I wonder if carp(4) needs an extra knob (*shudder*) to pause in the
INIT state while the rest of the network gets ready after a linkup.

I see in the source code there are already two mechanisms/workarounds
that are related, but a pause may be a bit more generic:
- sc_suppress
- sc_delayed_arp

Anyone else observe/fix this by other means?  Opinions?




slightly messy, though at least this also applies to the case with
things other than carp which could also have problems: add !sleep 5
or something in hostname.if for the physical interface...









Re: carp init delay

2013-04-03 Thread Camiel Dobbelaar



On 4/3/13 3:54 PM, Stuart Henderson wrote:

On 2013/04/03 15:43, Camiel Dobbelaar wrote:



On 4/3/13 3:34 PM, Stuart Henderson wrote:

In some cases when a network port comes up, it does not indicate that
the network is ready.  But on linkup, carp(4) will try to get out of
the INIT state as soon as possible.  And because all is quiet it will
decide to become master.
Anyone else observe/fix this by other means?  Opinions?



slightly messy, though at least this also applies to the case with
things other than carp which could also have problems: add !sleep 5
or something in hostname.if for the physical interface...
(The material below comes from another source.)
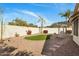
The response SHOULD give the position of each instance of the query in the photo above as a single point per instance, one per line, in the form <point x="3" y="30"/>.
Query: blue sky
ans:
<point x="30" y="11"/>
Yes, I already use that.  That solves the case where the system with
the carp interfaces itself is rebooted.

But not the other cases.  Hence I'd like that sleep applied always,
instead of only when /etc/netstart is run.  :-)


Ah, I see what you mean. Still there are things other than carp
where this might also apply - for example the pfsync initial_bulk
that gets handled via if_linkstatehooks (but maybe also userland
things)..


Pausing carp may help the pfsync case too?

Wasn't the major problem there caused by the freshly booted backup going 
to master too soon and cancelling the bulk update?